А вечером в тот же день я стоял на площадке последнего вагона с мешком за плечами. Со мной на площадке теснились и другие ребята. Они кричали, спорили, а я смотрел назад, в ту сторону, где оставался Ленинград. Эшелон наш отправлялся с пригородной станции Ружайск. Вокзалы немцы сильно бомбили, и нам пришлось ехать до заставы трамваем, а потом долго идти пешком. Школьный эшелон из зелёных вагонов растянулся так далеко, что паровоза не было видно. Около станции был заводской посёлок. Он казался совсем красным от заката. Солнце заходило, и высокие трубы завода, большие корпуса, низенькие бараки, даже воздух — всё было багряное, зловещее.

Я опять стал смотреть туда, где виднелся Ленинград. Неужели я всё-таки уеду?
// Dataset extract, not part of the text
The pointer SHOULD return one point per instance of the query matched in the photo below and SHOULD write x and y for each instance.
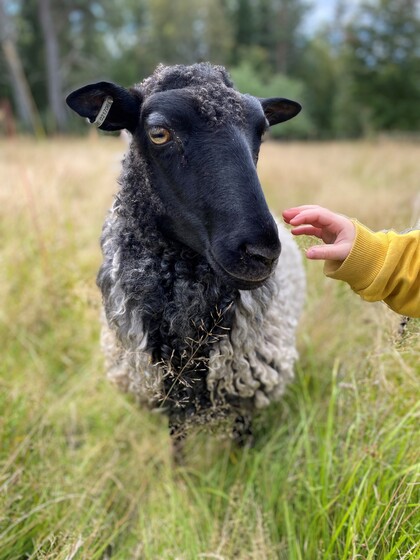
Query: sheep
(202, 289)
Мне казалось, что сейчас что-нибудь случится и я останусь тут, вернусь домой, к маме…

Запела пионерская труба. Ребята хором закричали: «Едем! Поехали! Прощай, Ленинград!» К нам на площадку вскочил Гриша Русанов, высокий, очень худой, — мы его прозвали Дон-Кихотом, — старший вожатый из нашего эшелона.

Гриша велел ребятам убираться с площадки. На соседних путях женщина в чёрном ватнике махнула зелёным флагом. Далеко впереди свистнул паровоз. И грохот покатился по всему поезду. Один за другим дёрнулись вагоны, застучали буфера. Земля под ступенькой побежала… Я заплакал.

Кто-то схватил меня за плечо. Это был вожатый Гриша. Он знал меня — раньше в нашей школе работал.

— Ты чего, Юлька, плачешь? Срам какой! А ещё сын военного. Не реви! — сказал он строго.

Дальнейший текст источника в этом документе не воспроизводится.